The MiniRQLQ questionnaire was used to assess the impact of allergic rhinitis on quality of life: a reduction in score corresponds to a better perception of quality of life.

In both groups there is a trend of improvement in quality of life, but only in the active group is there a significant difference at T3 compared to T0. (FIG. 3)

	TABLE 20
	Improvement of quality of life
	QOL

	T0vsT1	T0vsT2	T0vsT3

	Placebo	7%	1%	22%
	Probiotic group	30%	27%	29%

Gut Microbiota Analysis

Changes in the fecal microbiota profile were determined by 16S rRNA gene sequencing. The sequenced samples show a richness and phylogenetic diversity of taxa present in the intestinal ecosystem that remains constant during the three time points. From the perspective of genera of medical interest in the occurrence of allergic diseases, it was observed that:

• • In the active group, an increase in Dorea was observed during the two months of treatment (T2), unlike what was shown in the placebo group (FIG. 4). This genus is reported in the literature to be inversely associated with the gut microbiota profile of allergic and atopic subjects. In addition, an increase in the genus Fusicatenibacter, known to exert anti-inflammatory activity, was observed at T3.
  • In the placebo group, in contrast to the active, there is evidence of an increase in Bilophila (FIG. 5), Bacteroides (FIG. 6) and Ruminococcus during the treatment period (T2) that continues in the follow-up (T3); the alteration of these genera correlates with a pro-inflammatory condition and the onset of allergic phenomena.

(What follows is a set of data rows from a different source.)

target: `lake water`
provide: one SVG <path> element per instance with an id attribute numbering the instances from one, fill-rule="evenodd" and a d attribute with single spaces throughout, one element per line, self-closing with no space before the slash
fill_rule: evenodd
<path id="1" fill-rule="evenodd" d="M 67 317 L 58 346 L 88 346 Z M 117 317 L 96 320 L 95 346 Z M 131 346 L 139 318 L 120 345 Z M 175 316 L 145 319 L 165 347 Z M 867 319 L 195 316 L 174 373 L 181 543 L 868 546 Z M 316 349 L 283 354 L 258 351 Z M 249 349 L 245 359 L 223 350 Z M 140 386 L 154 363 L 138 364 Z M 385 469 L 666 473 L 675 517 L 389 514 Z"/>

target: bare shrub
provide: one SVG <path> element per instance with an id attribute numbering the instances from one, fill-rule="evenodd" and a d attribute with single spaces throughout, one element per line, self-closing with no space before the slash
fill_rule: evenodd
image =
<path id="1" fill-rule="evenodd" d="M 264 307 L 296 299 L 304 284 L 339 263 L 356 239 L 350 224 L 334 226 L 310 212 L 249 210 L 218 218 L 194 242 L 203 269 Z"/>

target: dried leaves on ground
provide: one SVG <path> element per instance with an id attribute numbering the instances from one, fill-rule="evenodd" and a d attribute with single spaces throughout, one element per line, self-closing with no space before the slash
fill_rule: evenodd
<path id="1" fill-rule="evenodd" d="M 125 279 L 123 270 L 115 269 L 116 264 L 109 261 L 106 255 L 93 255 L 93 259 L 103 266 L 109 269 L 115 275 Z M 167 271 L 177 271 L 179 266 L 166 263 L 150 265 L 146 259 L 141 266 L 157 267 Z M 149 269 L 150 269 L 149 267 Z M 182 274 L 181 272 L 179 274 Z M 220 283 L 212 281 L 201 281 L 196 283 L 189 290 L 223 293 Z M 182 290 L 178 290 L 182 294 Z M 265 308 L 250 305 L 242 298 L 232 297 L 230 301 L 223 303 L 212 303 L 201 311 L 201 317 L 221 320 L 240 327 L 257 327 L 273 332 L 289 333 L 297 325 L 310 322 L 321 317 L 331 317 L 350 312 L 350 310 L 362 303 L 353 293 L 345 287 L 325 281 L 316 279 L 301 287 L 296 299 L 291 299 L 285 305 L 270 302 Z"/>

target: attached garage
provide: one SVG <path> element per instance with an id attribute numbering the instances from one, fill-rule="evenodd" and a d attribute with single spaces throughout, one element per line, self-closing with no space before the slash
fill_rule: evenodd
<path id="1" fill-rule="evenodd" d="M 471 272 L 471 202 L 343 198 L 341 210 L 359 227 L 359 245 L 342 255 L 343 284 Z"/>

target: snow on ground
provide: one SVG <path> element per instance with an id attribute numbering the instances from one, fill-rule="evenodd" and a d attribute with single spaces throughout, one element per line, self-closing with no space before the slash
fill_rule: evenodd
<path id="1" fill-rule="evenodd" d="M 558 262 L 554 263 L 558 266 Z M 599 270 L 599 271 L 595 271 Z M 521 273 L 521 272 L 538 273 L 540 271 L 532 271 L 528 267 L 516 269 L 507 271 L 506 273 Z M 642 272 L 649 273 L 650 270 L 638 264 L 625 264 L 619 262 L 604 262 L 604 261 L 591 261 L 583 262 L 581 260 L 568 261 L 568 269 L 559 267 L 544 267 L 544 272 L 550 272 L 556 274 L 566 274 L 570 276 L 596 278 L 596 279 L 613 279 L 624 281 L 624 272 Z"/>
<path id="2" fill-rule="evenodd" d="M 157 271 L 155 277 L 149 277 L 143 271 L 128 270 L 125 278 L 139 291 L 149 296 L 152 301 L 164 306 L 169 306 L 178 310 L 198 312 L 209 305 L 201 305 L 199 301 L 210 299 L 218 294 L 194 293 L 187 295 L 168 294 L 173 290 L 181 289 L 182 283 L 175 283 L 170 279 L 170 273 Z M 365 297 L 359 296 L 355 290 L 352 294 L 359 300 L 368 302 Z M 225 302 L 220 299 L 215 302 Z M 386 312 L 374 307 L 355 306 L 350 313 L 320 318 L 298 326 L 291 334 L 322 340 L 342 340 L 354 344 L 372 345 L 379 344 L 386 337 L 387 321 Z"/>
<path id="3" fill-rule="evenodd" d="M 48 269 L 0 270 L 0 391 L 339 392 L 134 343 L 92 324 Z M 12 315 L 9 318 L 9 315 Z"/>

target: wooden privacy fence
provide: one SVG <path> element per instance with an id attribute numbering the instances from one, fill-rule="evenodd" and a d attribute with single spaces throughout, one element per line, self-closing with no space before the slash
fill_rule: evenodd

In addition, no significant increases in the administered genera, Lactobacilli and Bifidobacteria, were observed, indicating an indirect modulation on the subjects' gut microbiota without altering the initial biodiversity.

In conclusion, the probiotic composition of Example 3 showed a clear clinical improvement in the extent and control of symptoms as well as in the quality of life of subjects with chronic seasonal allergic rhinitis, compared with placebo treatment. This effect was also associated with a modulation of the gut microbiota, promoted by an increase in the concentration of genera related to anti-inflammatory and anti-allergic activity. It is interesting to note that the positive trend is relative to the treatment period, supporting the actual benefit exerted by the probiotic treatment during intake. This effect, on the other hand, goes away during the follow-up period and aligns with the placebo trend, given the resolution of symptoms due to the end of the typically allergic season.